- Born: 4 April 1888 Waterloo, Ontario, Canada
- Died: 7 June 1950 (aged 62) Wayne, Ohio, US
- Occupation: Missionary

= Stanton Lautenschlager =

American missionary (1888–1950)

Stanton Lautenschlager (April 4, 1888 – June 7, 1950) was a Canadian-American missionary, pastor and clergyman.

== Personal life ==
He was born on April 4, 1888, in Waterloo, Ontario, Canada. His father, Isaac Lautenschlager, was 22 years old and his mother, Mary Ann Schweitzer, was 23 years old when he was born.

He immigrated to Detroit, Michigan in 1945 and lived in Huntington, Indiana until 1920 and Madisonburg, Wooster, and Wayne, Ohio until 1950.

He was married to Sarah Herner Lautenschlager with whom he had a son, Robert and a daughter, Kathleen.

He died on 7 June 1950 in Wayne, Ohio.

== Education ==
He was educated at the Kitchener and Waterloo Collegiate Institute, Huntington Independent College and the University of Michigan.

He received his Master of Arts degree at the University of Michigan in 1919.

== Career ==
He served as a Pastor at Alma St. United Brethren, Church.

From 1914 till 1919, he served as a missionary in China.

He taught five years in a Chinese Christian High School and 15 years in Cheeloo University and Lingnan University.

=== Evangelism and missionary work ===
During the Japanese occupation of China, he was especially active in evangelistic work. In 1936 he toured the Christian schools of south and central China.

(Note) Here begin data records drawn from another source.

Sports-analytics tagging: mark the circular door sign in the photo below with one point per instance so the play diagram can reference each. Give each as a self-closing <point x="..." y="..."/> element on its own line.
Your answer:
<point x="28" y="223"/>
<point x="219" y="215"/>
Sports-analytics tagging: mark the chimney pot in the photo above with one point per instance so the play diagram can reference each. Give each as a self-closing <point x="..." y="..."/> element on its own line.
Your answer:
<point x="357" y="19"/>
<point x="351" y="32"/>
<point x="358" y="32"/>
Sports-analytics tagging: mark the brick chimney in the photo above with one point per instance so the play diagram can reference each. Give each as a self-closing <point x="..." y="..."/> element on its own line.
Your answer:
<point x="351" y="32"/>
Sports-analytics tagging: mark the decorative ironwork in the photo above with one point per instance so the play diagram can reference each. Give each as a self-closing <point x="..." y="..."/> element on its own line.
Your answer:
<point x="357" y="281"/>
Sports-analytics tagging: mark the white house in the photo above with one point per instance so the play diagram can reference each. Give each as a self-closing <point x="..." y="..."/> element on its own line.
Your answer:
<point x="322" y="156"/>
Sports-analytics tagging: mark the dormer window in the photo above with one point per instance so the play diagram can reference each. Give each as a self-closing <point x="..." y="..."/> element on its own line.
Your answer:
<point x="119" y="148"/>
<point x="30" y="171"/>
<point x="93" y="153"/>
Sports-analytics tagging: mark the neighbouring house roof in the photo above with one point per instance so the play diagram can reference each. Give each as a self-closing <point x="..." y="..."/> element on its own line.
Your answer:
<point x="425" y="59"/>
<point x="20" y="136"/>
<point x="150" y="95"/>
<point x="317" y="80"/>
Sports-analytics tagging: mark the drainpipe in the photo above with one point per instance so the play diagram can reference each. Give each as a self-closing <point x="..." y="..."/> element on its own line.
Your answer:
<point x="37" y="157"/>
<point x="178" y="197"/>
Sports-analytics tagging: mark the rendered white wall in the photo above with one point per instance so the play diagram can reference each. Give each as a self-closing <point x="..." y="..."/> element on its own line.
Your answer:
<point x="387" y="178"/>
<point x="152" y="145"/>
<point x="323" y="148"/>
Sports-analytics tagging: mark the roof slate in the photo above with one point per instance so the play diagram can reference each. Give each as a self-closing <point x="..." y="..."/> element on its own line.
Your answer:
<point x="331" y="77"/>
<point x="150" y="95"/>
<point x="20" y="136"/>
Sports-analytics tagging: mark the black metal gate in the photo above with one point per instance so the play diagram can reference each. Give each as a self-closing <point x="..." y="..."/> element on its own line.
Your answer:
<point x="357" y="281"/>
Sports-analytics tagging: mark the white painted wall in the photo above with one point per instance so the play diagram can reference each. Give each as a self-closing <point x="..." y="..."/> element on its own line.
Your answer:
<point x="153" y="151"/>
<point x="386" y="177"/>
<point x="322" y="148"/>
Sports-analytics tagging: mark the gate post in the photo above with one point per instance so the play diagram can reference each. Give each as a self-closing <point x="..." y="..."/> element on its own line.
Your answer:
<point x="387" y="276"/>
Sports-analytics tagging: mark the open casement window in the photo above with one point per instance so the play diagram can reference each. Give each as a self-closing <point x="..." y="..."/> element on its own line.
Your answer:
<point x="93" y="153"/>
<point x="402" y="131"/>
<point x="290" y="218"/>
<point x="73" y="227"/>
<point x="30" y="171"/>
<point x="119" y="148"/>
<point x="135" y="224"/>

He preached the Christian doctrine to thousands and used all possible means of transportation including horse and foot.

== Awards and honours ==
He has received the Mayor Hett Medal for elocution and the William Lyon Mackenzie King Medal for public speaking.

== Bibliography ==
He wrote "Far Western China," and the chapters on students and Christianity in "China Discovers Her West," as well as many magazine articles.

He most notable work is Far West in China which is now available online.